In feeling and tastes John Hanbury was an aristocrat. Although his father had been in business he had never sunk to the level of a City man, whose past and present was all of the City. William Hanbury had been known before his migration into the regions of commerce, and William Hanbury's wife was a baronet's daughter, and no baronet of yesterday either, and John Hanbury had had two grandfathers who did not work, and furthermore the money which William Hanbury put into business had not, as far as could be traced, come out of business.
It was about a year after John Hanbury made his first platform speech that he became very friendly with the Ashtons. He had known Dora's father for a little while as a member of a non-political West End club. When Mr. Ashton saw that the young man had been haranguing from a platform he took him in hand one day at luncheon at the club and pointed out that meddling in politics meant suicide to happiness. "Both my wife and my daughter are violent politicians; but I will encourage no politics while I am at home. A man's house is to cover and shield him from the storms of the elements, and the storms of parties, and I will have no wrangle under the house tree. I don't want to say anything against politicians, but I don't want to have anything to do with them."
"And what side do Mrs. Ashton and Miss Ashton hold with?"
"The wrong side, of course, sir; they are women. Let us say no more of them. I do not know what their side is called by the charlatans and jugglers of to-day. I hear a jargon going on often when it is fancied I am not attending to what is being said. With everything I hear I adopt a good and completely impartial plan. I alter all the epithets before the nouns to their direct opposite. This, sir, creates as great a turmoil and confusion in my own head as though I were an active politician; but, sir, I save my feelings and retain my self-respect by giving no heed, taking no interest, saying no word. When a man adopts politics he takes a shrew, an infernal shrew, sir, for a wife."
The Honourable Mrs.

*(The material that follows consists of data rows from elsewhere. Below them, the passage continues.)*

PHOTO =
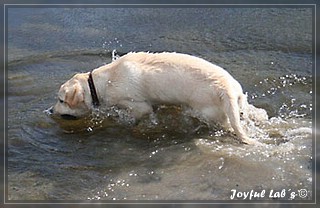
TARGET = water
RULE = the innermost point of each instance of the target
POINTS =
(171, 156)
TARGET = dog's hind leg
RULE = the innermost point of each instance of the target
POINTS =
(231, 109)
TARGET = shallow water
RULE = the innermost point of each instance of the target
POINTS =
(269, 51)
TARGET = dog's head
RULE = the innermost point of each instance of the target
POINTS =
(73, 98)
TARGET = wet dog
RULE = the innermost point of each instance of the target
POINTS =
(136, 81)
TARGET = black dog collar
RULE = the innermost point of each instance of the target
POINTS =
(94, 96)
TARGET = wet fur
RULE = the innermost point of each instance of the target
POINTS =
(137, 81)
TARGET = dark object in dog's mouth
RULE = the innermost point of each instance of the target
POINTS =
(68, 117)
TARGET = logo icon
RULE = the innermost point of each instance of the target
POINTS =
(303, 193)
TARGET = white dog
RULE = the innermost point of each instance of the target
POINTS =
(137, 81)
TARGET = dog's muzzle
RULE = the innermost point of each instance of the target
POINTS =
(50, 112)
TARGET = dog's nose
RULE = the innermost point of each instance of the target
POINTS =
(49, 111)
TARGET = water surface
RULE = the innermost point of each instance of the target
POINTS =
(268, 50)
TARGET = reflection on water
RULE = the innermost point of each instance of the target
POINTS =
(170, 155)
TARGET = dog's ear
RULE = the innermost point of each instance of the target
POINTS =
(74, 95)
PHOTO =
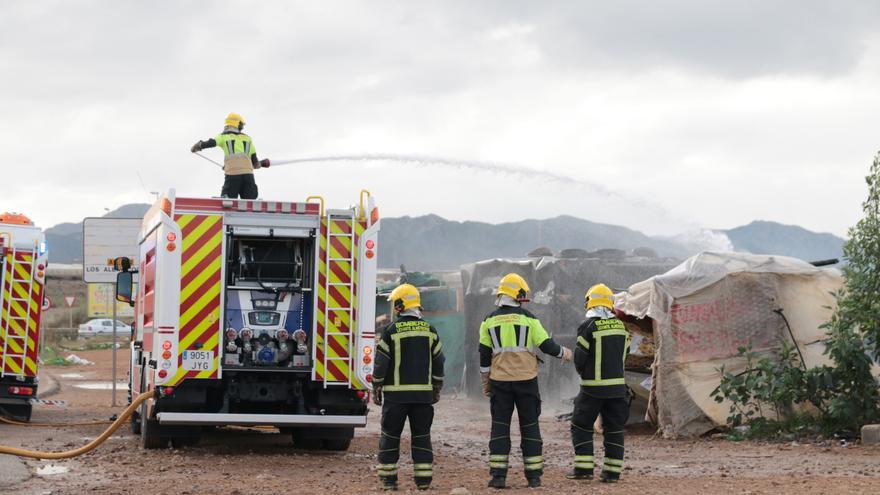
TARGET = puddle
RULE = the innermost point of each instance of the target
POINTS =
(71, 375)
(101, 385)
(51, 469)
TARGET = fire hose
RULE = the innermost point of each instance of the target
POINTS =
(87, 447)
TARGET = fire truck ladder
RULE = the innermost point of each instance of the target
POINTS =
(339, 265)
(23, 321)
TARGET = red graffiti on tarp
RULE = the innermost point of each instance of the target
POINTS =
(716, 329)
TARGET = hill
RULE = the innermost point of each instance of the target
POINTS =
(762, 237)
(431, 242)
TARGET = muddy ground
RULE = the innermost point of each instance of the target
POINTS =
(252, 461)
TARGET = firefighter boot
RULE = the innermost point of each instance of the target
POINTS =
(580, 474)
(606, 477)
(388, 483)
(498, 482)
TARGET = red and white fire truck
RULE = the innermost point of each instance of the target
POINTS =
(252, 312)
(22, 281)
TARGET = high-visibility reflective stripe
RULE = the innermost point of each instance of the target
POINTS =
(499, 350)
(408, 388)
(605, 333)
(583, 343)
(601, 383)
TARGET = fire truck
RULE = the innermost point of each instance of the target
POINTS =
(22, 281)
(253, 313)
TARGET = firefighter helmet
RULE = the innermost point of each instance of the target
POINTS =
(405, 297)
(599, 295)
(514, 286)
(234, 120)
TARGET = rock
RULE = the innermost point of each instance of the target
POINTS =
(871, 435)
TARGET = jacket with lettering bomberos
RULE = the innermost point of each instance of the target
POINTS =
(409, 361)
(599, 357)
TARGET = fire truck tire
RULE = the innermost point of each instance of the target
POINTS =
(338, 444)
(149, 437)
(17, 412)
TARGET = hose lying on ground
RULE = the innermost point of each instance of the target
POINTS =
(85, 448)
(59, 425)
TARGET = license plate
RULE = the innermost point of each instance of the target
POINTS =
(198, 360)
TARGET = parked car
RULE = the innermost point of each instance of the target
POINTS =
(103, 326)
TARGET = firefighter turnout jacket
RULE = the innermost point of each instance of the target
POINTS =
(239, 153)
(602, 346)
(409, 361)
(508, 337)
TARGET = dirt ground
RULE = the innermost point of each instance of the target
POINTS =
(251, 461)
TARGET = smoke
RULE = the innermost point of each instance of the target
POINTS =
(697, 240)
(432, 161)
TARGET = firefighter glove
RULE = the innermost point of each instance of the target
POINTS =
(487, 386)
(566, 354)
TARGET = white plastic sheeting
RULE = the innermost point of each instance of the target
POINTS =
(713, 303)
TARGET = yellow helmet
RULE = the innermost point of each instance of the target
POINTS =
(599, 295)
(234, 120)
(514, 286)
(404, 297)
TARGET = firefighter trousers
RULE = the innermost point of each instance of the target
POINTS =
(614, 414)
(394, 415)
(526, 398)
(242, 185)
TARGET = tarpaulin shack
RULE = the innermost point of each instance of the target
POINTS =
(701, 311)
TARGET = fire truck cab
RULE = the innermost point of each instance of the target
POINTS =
(23, 261)
(252, 312)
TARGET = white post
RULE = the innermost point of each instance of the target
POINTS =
(113, 302)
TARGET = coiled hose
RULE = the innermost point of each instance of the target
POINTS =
(35, 454)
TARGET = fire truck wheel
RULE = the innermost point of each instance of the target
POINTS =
(149, 435)
(18, 412)
(339, 444)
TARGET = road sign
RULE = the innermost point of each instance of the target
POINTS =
(105, 239)
(101, 300)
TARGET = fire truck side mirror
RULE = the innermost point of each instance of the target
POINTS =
(123, 287)
(122, 264)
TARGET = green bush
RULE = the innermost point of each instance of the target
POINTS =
(772, 394)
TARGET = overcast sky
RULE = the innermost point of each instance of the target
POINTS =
(660, 116)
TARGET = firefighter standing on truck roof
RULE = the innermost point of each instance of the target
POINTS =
(509, 374)
(599, 357)
(409, 374)
(240, 158)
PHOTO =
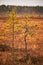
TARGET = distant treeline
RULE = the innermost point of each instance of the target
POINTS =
(22, 9)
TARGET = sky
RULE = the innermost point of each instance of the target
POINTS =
(22, 2)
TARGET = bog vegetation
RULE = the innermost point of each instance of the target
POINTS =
(14, 27)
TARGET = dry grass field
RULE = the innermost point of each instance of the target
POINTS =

Ashton (she was daughter of Lord Byngfield) saw the summarised report of Hanbury's speech and immediately took an intense interest in the young man. From the printed reports and the verbal accounts she got of him she conceived a high expectation of the future before him, if he were taken in hand at once, for, alas! was he not on the wrong path?
Accordingly she made up her mind to lie in wait for him and catch him and convert him or rather divert him, for as yet he was not fully committed to any party. She met him in the drawing-room of a friend. She invited him to her small old house in Curzon Street, and when he came set about the important work of conversion or diversion.
Mrs. Ashton was a tall, thin woman of forty-five with very great vitality and energy. How so frail and slender a body sufficed to restrain so fiery and irrepressible a spirit was a puzzle. It seemed as though the working of the spirit would shake the poor body to pieces. It was impossible to be long near her without catching some of her enthusiasm, and at first John Hanbury, being a young man and quite unused to female propagandists, was almost carried away. But in time he recovered his breath and found himself firm on his feet and at leisure to look around him.
Then he saw Miss Ashton, Dora Ashton, and she was another affair altogether, and affected him differently. He fell in love with Dora. She certainly was the loveliest and most sprightly girl whose hand his hand had ever touched. Notwithstanding the fiery earnestness of her mother, and the statement of her father that his wife and daughter were politicians, she was no politician in a party sense. She was an advocate of progress and the poor, subjects which all parties profess to have at heart, but prominence to which justly or unjustly gives a decidedly Liberal if not Radical tinge to the banner carried by their advocates.
In time Dora began to show no objection to the company of John Hanbury and later the two became informally engaged. They were both opposed to affording the world food for gossip and they agreed to say nothing of their engagement until a very short time before their marriage. They understood one another. That was enough for them. It was certain neither family would object. No question of money was likely to arise. In fact true love would run as smooth as the Serpentine. A little savour of romance and difficulty was imported by a wholly unnecessary secrecy.